Una classe politica incapace e spesso corrotta prova a convincerci che la colpa è della Costituzione: ma non è così. A chi ci dice che per far funzionare l’Italia bisogna cambiare le regole, rispondiamo: noi, invece, vogliamo cambiare i giocatori.

Questa riforma non abbatte i costi della politica: fa risparmiare 50 milioni l’anno (non 500 come dice il Presidente del Consiglio, mentendo), che è quanto gettiamo ogni giorno in spesa militare. Come possiamo credere alla buona fede di un governo che sottrae somme enormi al bilancio pubblico permettendo alla Fiat (ma anche all’Eni, controllata dallo Stato) di pagare le tasse in altri paesi, e poi viene a chiederci di fare a brandelli le garanzie costituzionali per risparmiare un pugno di soldi?

Questa riforma non abolisce il Senato: che continuerà a fare le leggi seguendo numerosi e tortuosi percorsi. Quella che viene abolita è la sua elezione democratica diretta: il Senato farà la fine delle attuali provincie, che esistono ancora, spendono denaro pubblico, ma sono in mano ad un personale nominato dalla politica, e non eletto dal popolo.

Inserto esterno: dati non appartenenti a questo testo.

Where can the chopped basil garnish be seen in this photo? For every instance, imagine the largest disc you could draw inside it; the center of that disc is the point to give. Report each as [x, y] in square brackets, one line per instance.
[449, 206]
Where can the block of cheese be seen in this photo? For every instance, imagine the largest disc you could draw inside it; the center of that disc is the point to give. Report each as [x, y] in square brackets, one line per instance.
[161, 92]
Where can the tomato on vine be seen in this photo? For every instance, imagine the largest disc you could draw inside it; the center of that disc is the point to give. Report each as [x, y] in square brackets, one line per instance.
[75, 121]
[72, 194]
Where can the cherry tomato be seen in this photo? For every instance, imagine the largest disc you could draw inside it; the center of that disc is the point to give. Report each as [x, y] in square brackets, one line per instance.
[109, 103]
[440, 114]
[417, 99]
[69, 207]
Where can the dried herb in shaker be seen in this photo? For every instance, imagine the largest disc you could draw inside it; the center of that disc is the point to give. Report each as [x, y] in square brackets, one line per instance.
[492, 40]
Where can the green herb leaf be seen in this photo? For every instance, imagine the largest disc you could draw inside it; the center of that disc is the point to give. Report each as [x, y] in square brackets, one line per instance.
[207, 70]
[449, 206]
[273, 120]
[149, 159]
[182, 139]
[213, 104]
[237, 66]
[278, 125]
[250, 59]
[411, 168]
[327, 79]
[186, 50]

Questa riforma consentirà a una maggioranza gonfiata in modo truffaldino dalla legge elettorale su cui il governo Renzi ha chiesto per ben tre volte la fiducia di scegliersi il Presidente della Repubblica e di condizionare la composizione della Corte Costituzionale e del CSM.

Questa riforma attua in modo servile le indicazioni esplicite della più importante banca d’affari americana, la JP Morgan, che in un documento del 2013 ha scritto che l’Italia avrebbe dovuto liberarsi di alcuni ‘problemi’ dovuti al fatto che la sua Costituzione è troppo «socialista». Quei ‘problemi’ sono – nelle parole di JP Morgan –: «governi deboli; stati centrali deboli rispetto alle regioni; tutela costituzionale dei diritti dei lavoratori; il diritto di protestare se cambiamenti sgraditi arrivano a turbare lo status quo». Matteo Renzi dice che il suo modello politico è Tony Blair, il quale oggi percepisce due milioni e mezzo di sterline all’anno come consulente di JP Morgan. E la domanda è: a chi giova questa riforma costituzionale, ai cittadini italiani o agli speculatori internazionali?

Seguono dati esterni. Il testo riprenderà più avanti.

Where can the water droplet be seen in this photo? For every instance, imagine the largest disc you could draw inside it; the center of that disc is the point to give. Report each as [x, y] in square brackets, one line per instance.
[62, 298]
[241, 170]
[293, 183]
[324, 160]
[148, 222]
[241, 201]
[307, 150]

Ma negli ultimi giorni anche osservatori legati alla finanza internazionale stanno iniziando a farsi qualche domanda. Il «Financial Times» ha definito la riforma Napolitano-Renzi-Boschi «un ponte che non porta da nessuna parte». La metafora è particolarmente felice, visto che la campagna referendaria di Renzi è partita con la resurrezione del Ponte sullo Stretto, di berlusconiana memoria.

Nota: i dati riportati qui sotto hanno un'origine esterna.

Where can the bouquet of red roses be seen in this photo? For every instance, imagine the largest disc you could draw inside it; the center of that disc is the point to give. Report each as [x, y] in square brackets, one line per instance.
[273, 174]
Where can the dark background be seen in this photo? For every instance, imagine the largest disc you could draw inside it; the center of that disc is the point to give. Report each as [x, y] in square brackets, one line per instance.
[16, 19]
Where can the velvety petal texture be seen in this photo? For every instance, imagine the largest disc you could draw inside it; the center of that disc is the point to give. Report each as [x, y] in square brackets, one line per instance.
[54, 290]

E in effetti c’è un forte nesso tra la riforma e le Grandi Opere inutili e devastanti: il nuovo Titolo V della Carta è scritto per eliminare ogni competenza delle Regioni in fatto di porti, aeroporti, autostrade e infrastrutture per l’energia di interesse nazionale: e spetta ai governi stabilire quali lo siano.

Così il disegno si chiarisce perfettamente: lo scopo ultimo della riforma è umiliare e depotenziare la partecipazione democratica. Sarà il Presidente del Consiglio e il suo Governo, quali che essi siano oggi e domani, a decidere dove fare un inceneritore o un aeroporto: senza possibilità di appello. È la filosofia brutale dello Sblocca Italia: mani libere per il cemento e bavaglio alle comunità locali. Il motto dello Sblocca Italia è lo stesso della Legge Obiettivo di Berlusconi: «Padroni in casa propria». Un motto dalla genealogia dirigistica che ben riassumeva l’idea di poter disporre del territorio come padroni.

Ebbene, nel Mulino del Po di Riccardo Bacchelli un personaggio dice che la sua idea di buongoverno è che «tutti siano padroni in casa propria e uno solo comandi in piazza». Non è questa la nostra idea di democrazia: è a tutto questo che, il 4 dicembre, diremo NO.